Getting started with Sequences

Last updated: June 18, 2026

Sequences are how you send a coordinated series of emails to contacts over time. This article covers what a sequence is, the states an enrollment moves through, and where to start.

What a sequence is

A sequence is a multi-step email cadence with timing, conditional logic, and routing baked in. The defining components:

  • Steps — each step is a single email (or a manual task), in order. Steps are connected by delays.

  • Delays — the gap between one step and the next.

  • Routing — which mailbox each step sends from, and which owner to assign tasks to.

  • Send schedule — which days and hours emails are allowed to send, in what time zone.

  • Ruleset — workspace-level rules about re-enrollment, multi-sequence enrollment, and exclusions.

Sequences are launched and managed independently of contacts — you build the sequence once, then enroll contacts into it. Enrollments are what flow through the steps.

The enrollment status labels you'll see

A sequence enrollment progresses through a number of states in the UI. The most common labels:

  • Draft — the enrollment was created but not yet started.

  • In progress / Started — actively sending steps.

  • Queued — waiting for the next allowed send slot (daily cap, send schedule, future scheduled time).

  • Blocked — couldn't send because of a template variable resolution failure or another issue.

  • Paused — the sequence itself was paused; sends won't process until resumed.

  • Finished — completed all steps.

  • Completed — finished, with a reason (e.g., reached the end, was marked complete).

  • Canceled — manually unenrolled or removed mid-sequence by a proactive exclusion.

  • Excluded — matched an exclusion rule at send time and was skipped.

  • Bounced / Bounce stopped — the recipient bounced and sequencing stopped.

A separate Not Enrolled view shows contacts who never started in the sequence because of an enrollment-rule failure (re-enrollment cooldown, exclusion at enrollment time, missing routing target, etc.).

How sequences differ from Plays

A common point of confusion when you're starting out:

  • A sequence is the actual email cadence — the steps, the timing, the templates.

  • A Play is the workflow that decides who enters which sequence, and what else happens around enrollment (CRM sync, AI qualification, Slack alerts, owner routing).

You can run a sequence without a Play (manual enrollment, CSV upload, or one-off enrollment from a contact's record), but at scale you'll usually want a Play feeding the sequence.

Where to start

If you're building your first sequence:

  1. Decide on the cadence first.

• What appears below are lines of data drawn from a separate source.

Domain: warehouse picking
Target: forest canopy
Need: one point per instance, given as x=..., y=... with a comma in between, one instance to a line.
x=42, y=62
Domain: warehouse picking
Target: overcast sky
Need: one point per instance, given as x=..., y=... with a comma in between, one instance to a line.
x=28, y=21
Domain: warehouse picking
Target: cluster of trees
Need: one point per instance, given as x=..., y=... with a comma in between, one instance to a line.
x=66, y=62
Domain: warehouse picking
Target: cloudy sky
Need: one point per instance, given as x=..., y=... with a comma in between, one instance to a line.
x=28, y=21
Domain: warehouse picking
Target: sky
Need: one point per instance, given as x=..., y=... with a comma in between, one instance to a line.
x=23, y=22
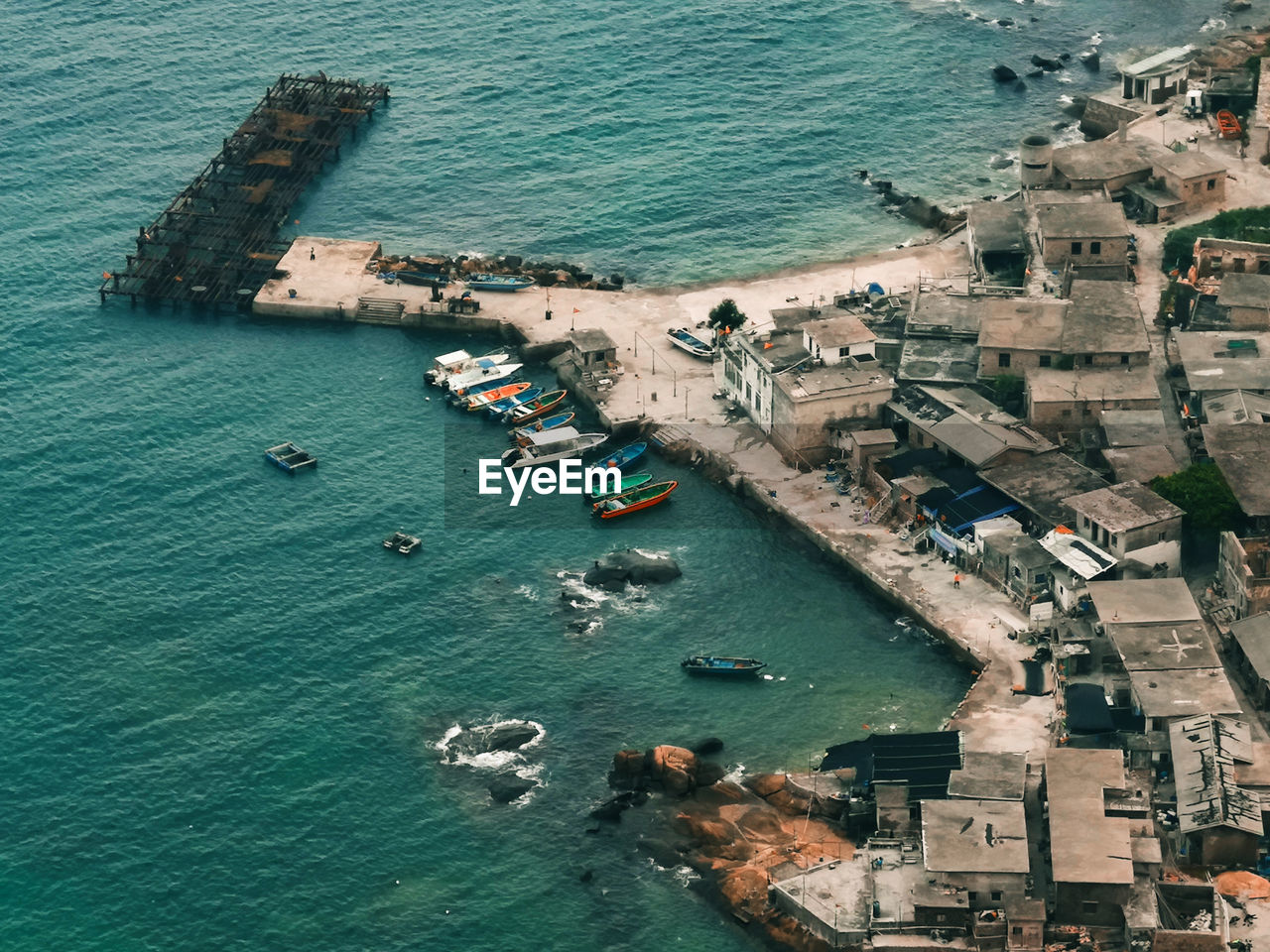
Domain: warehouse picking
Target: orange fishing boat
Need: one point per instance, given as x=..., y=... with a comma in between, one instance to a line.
x=476, y=402
x=1227, y=125
x=633, y=502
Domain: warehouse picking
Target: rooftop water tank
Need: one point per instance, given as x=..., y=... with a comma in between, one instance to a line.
x=1035, y=160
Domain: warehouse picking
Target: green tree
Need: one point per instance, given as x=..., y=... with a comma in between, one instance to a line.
x=1203, y=494
x=725, y=313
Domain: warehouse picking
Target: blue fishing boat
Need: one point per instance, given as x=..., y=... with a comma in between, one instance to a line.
x=500, y=407
x=624, y=457
x=498, y=282
x=521, y=434
x=684, y=340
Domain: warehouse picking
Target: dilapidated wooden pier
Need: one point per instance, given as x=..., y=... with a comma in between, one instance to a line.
x=217, y=241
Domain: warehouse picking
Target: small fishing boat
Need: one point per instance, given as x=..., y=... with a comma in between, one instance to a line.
x=403, y=542
x=500, y=407
x=561, y=443
x=647, y=495
x=486, y=398
x=624, y=457
x=289, y=457
x=498, y=282
x=485, y=376
x=720, y=665
x=423, y=278
x=625, y=485
x=458, y=362
x=684, y=340
x=521, y=434
x=535, y=407
x=1227, y=125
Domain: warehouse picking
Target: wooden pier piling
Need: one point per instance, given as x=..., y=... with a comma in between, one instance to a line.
x=217, y=241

How many steps? How far apart? Standard B2B cadence is 4–6 emails over 2–3 weeks.

  2. Write step 1 from scratch. This is the most important email — most replies come from step 1.

  3. Make later steps shorter. Steps 2+ are reminders; they don't need to re-pitch the whole offer.

  4. Set up the send schedule. Business days, business hours, in the right time zone. Configure excluded dates if you have known blackout periods.

  5. Configure routing. Which mailbox sends? Which owner gets the tasks?

  6. Enroll a small test cohort first. 10–20 contacts. Watch the first sends land in real inboxes before scaling up.

  7. Watch the Enrollments tab. Filter by status to see if anything is in Blocked, Excluded, or Queued unexpectedly.

What sequences are not great for

  • Long-running nurture campaigns. Sequences are best for 2–4 weeks of outbound; for long-running nurture, use repeated enrollment via Plays or a tool optimized for nurture.

  • Marketing newsletters. Sequences send one-to-one from your mailboxes — they look like personal emails. Use a marketing tool for one-to-many newsletter sends.

  • Transactional emails. Receipts, password resets, etc. Use a transactional email service.